PRIMERO fue la expectación causada por el irrumpir de un estilo directo, sencillo, poblado de gestos que conectan con esas mayorías que en todas partes exigen liderazgos próximos, cálidos, pendientes del protocolo sólo para romperlo. Siguió el impacto mundial de sus primeras entrevistas y declaraciones, cuidadosamente escogidas aunque siempre con un aire de improvisación, de charla de café en la que todo vale si el interlocutor es sincero y sazona los comentarios con ingenio. Fueron llegando las homilías en Santa Marta, muy a lo párroco de pueblo, inspiradas y sabias. Y al mismo tiempo, con frecuencia cada vez mayor sus irrupciones personalísimas en todo asunto de actualidad, a menudo necesitadas de posterior aclaración y matiz, que entusiasman o irritan hoy a unos, mañana a los contrarios. Los católicos nos hemos tenido que acostumbrar a un pontificado que reserva una sorpresa para cada día del santoral, que entre otras virtudes nos hace adultos porque nos cura de la papolatría en la que quizá nos habíamos instalado.
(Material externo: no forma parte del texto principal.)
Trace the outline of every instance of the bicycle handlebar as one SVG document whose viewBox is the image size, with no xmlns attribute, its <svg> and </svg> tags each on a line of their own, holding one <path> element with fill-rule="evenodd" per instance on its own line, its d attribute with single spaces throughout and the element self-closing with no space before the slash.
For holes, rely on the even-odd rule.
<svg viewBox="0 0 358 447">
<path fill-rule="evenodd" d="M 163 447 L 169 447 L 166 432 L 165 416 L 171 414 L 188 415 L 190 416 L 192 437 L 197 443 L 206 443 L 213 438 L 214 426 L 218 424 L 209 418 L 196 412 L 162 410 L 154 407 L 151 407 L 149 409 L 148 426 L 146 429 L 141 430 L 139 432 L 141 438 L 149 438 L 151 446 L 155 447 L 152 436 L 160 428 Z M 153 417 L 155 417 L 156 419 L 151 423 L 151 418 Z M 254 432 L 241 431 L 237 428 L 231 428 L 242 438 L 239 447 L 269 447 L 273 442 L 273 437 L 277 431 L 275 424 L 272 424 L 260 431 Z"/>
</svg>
Quiero decir que sin mengua del amor al Papa, hoy es posible encontrar tantos y tan distintos Franciscos como circunstancias y públicos, de forma que quien esté de acuerdo hoy con él, tendrá que estar en íntimo e incómodo desacuerdo mañana sobre ese mismo tema o similar. Parece que esta perplejidad ya acompañaba a los bonaerenses en su día, luego debe ser esta una característica de Jorge Mario Bergoglio que un escritor argentino, Alberto Buela, ha explicado como habilidad muy porteña de decir a cada uno lo que desea oír.

Este rasgo de la personalidad de Francisco que se traslada tan fácilmente a su enseñanza ha estado muy presente en el viaje a Suramérica de estos días atrás. Junto a momentos memorables de cercanía a los que más sufren, otros nada afortunados y algún discurso en el que ha deslizado opiniones sobre el papel de España en aquellas tierras, por el que ha llegado a pedir perdón, dolorosas e injustas. Bergoglio, pues, en estado puro, aunque ello le aboque a situaciones tan desairadas como el ya tristemente famoso episodio de la entrega que le hizo Evo Morales de un penoso Cristo clavado al símbolo de la ideología causante de las mayores persecuciones de la historia contra la Iglesia y los cristianos. Y que inexplicablemente él aceptó. Esperemos que la próxima ocurrencia de algún mandatario no sea regalarle otro crucificado, esta vez sobre una esvástica.